Inquest Law and Legal Definition
When the cause of death is undetermined or not certified by an attending physician, the coroner will hold an inquisition or inquest, sometimes with the assistance of a jury, over the body of any person who may have come to a violent or suspicious death, or who has died in prison. Usually an autopsy by a qualified medical examiner from the coroner's office will be conducted as part of the inquest. In rare cases when the cause of death still is undetermined, the coroner may hold a hearing as part of the inquest. A coroner has the power to summon people to the inquest.
In the rare instances when a jury is used, the jury's verdict generally includes the date of death when known; the place of death; the circumstances surrounding the death and the cause of death when known. Verdicts may identify parties responsible for homicides or assign blame to negligent parties in accidents. Juries sometimes recommend further investigation by the police to identify and apprehend parties responsible for homicides or accidental deaths caused by negligence or malfeasance.
Inquest is also a a term used in New York for a hearing by a surrogate judge on the validity of a will.
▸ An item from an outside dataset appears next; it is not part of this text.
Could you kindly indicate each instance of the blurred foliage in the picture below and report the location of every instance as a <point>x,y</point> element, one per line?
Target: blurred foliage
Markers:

The following is a Louisiana law dealing with inquests:
Art. 101. Abolition of coroner's jury and inquest; investigation by coroner
- The coroner's jury and inquest are abolished.
- The coroner shall conduct an investigation concerning the manner and cause of any death when informed that death has resulted from violence or accident, or under suspicious circumstances.
- The coroner may conduct an investigation concerning the medical aspects of any case that may involve medical evidence and in which there is a reasonable probability that a criminal statute has been violated and shall do so when ordered by the court. This order may be issued ex parte by the court either on its own motion or on application by the district attorney.